The Arto tracks were recorded directly into Pro Tools, as were Tankian’s vocals. “If you’re singing a lot over a long period of time, Pro Tools makes it really easy to comp between different takes and to have everything right there and not have to wait to rewind. You just get a lot done that way,” Rubin says.

However, the majority of the album was recorded on an Ampex ATR-24 24-track analog machine, with some punches and overdubs done on a Studer A800. “The ATRs don’t punch fast enough for this kind of stuff,” Schiffman says. “A lot of their songs were at 140 bpms, and to punch 16th notes at 140 on this machine was pretty impossible. The A800 kind of saved our butts on that.”

As for mic pre’s, Schiffman didn’t feel that it was necessary to go outside of the 1073s found in the Neve 8038 console. “It sounded great, and every time I tried other mic pre’s, I found myself going back to those, because they do such great things, especially for rock ‘n’ roll,” he reports. “The console [a Neve 8038] in there is just phenomenal, and we were hard-pressed to find something better than the console to run it through. It’s a real simple chain, and those tape machines [Ampex ATR-124s] are phenomenal. It was hard to beat that. I felt like if I started adding different EQs and all that other stuff, it was like I was convoluting it a little bit. So it was a pretty organic chain.”

Once the recording of the 32 songs — yes, they did 32 songs top to bottom — was completed, mixer Andy Wallace came into the picture. “The stuff on tape was pretty good,” Wallace reports. “I really liked the fact that there’s so much variety in the music. It’s refreshing, in fact. You can’t just set it, forget it and mix all the songs. I don’t even do that anyway, because even on groups where there is a lot of similarity between songs, each song has its own requirements. It’s not just a matter of getting a sound on the instruments; it’s a matter of weaving it all in and out and making it work right, and that’s different on every song.” He ended up mixing more than 20 songs, 15 of which made the final album sequence.

Wallace, Rubin and the band had some discussions regarding the use of the sonic under-textures that helped define the sound of the album. “There was a certain amount of debate about how much that should or should not be in the record,” Wallace reports. “But I think everybody came to a similar place on it, and I think they’re all happy with it. I think it gives it a little extra character thing that it might not have otherwise.”

The record was mixed at The Enterprise in Burbank, Calif., on an SSL G-Plus. From Wallace’s seat, this album was a straightforward affair. “There was no song that was particularly problematic for any reason, either the material or an equipment problem or a band problem,” he says. “Considering that they’ve got a pretty solid fan base and they are a very exciting live band, I would expect that this album would stack up pretty well with what’s out there. You never know until the cash registers start going, but I expect it’s going to be pretty well received.

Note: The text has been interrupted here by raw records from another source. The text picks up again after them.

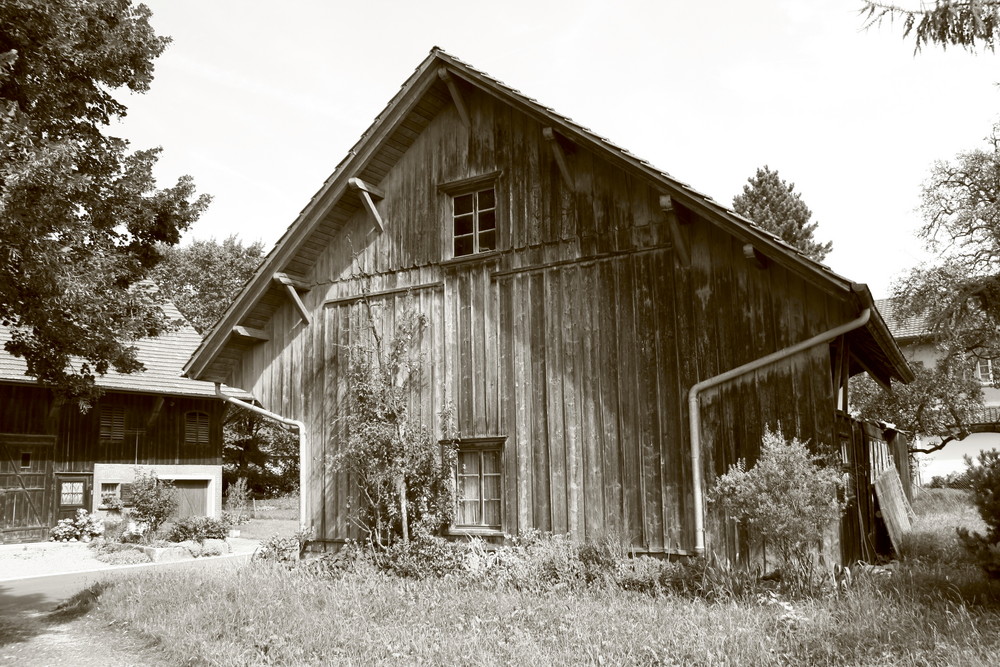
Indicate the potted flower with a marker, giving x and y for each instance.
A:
(111, 503)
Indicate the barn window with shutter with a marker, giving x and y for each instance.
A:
(196, 428)
(112, 423)
(478, 482)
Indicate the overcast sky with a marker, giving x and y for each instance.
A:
(259, 101)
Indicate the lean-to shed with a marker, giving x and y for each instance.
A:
(575, 297)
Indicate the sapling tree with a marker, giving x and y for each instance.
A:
(403, 475)
(984, 481)
(789, 498)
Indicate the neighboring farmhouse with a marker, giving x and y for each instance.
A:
(608, 339)
(55, 458)
(913, 336)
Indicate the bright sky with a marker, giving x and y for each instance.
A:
(259, 101)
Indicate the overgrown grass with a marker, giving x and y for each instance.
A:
(273, 516)
(929, 612)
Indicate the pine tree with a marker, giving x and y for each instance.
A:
(774, 205)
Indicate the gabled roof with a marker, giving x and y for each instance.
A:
(163, 356)
(902, 328)
(421, 97)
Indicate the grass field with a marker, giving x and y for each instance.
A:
(928, 612)
(273, 516)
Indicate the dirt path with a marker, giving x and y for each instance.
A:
(75, 638)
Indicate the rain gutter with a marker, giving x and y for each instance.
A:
(694, 410)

I think it’s an interesting album, so it doesn’t just sound like any other record. It has its own character and it’s a strong character. And even though there’s a lot of variety between songs, there’s still some underlying unity there that you definitely feel it’s the same band. The songs sound like they belong together to me. That is just a matter of the band having its own character and it coming through.”